Imagine Google/Alphabet's Nest or Amazon's Alexa without their impressive -- and steadily growing -- number of partnerships with other smart home devices and consumers likely wouldn't be paying as much attention.
It's easy to spot an issue with Apple's platform if you look at the numbers. This list of compatible products on Apple's site only points to official partnerships with 16 different companies. That's 16 over the two years since it was first launched. (Actually 17, if you count HomeKit smart lock-maker August, but Apple hasn't updated its site to include it yet.)
Compare that to Nest -- which has 70 partners -- or Alexa, which has nearly 40 that are directly related to the smart home. In roughly the same amount of time, Nest and other competitors have established themselves as brands with a significantly larger number of options for smart-home shoppers.
HomeKit's slow progress
Part of the slowness in Apple's approach is that manufacturers have to go through an involved certification process to sell a HomeKit-enabled product. Some of Apple's early partners -- Lutron, August, Ecobee -- have had to make special, HomeKit-certified versions of their products with a new, Apple-approved chip (read more about this here).
A cautious approach to certifying smart-home devices isn't necessarily a bad thing if it improves security, reliability and ease of use for consumers. If those end up being the results of Apple's HomeKit strategy, it may pay off in the long run. It's still early days in the modern smart home, and there is still a lot of work to be done to capture mainstream attention.

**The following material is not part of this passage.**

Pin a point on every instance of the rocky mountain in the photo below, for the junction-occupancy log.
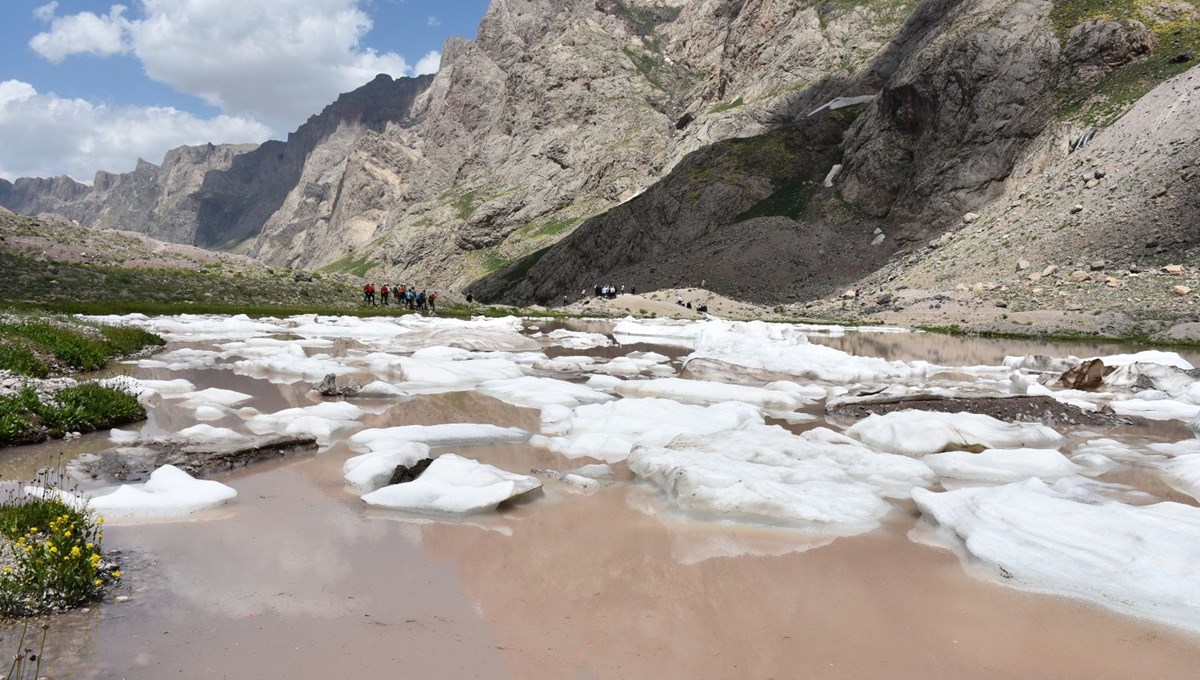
(775, 150)
(975, 98)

Security and reliability are hard concepts to communicate to mainstream buyers, though. Apple can offset that difficulty with a robust list of partner devices across different price points and product types to ensure consumers can find a HomeKit product that's right for them.
Apple wouldn't confirm the reports about a potential Echo-competitor, but if it indeed will be discussing a dedicated HomeKit app, expanded Siri support and, yes, an Echo-like speaker (or some other way to make it easy to talk with Siri around your home) at WWDC, the outlook for HomeKit could emerge significantly improved. Even one of those things would help. But the benefit of an ever-expanding partner list is that it gives your users new things about your platform to feel excited about, even if they'll never buy the new widget. It also helps keep your smart home network in the headlines.
Again, it's still morning in the smart home. Apple and its competitors can afford a long game strategy. At a certain point though, HomeKit will need to offer users sufficient choice in order to stay competitive. That will mean some indication that it's bringing on new device partners, if not also helping to streamline the way in which its partners bring their products to market.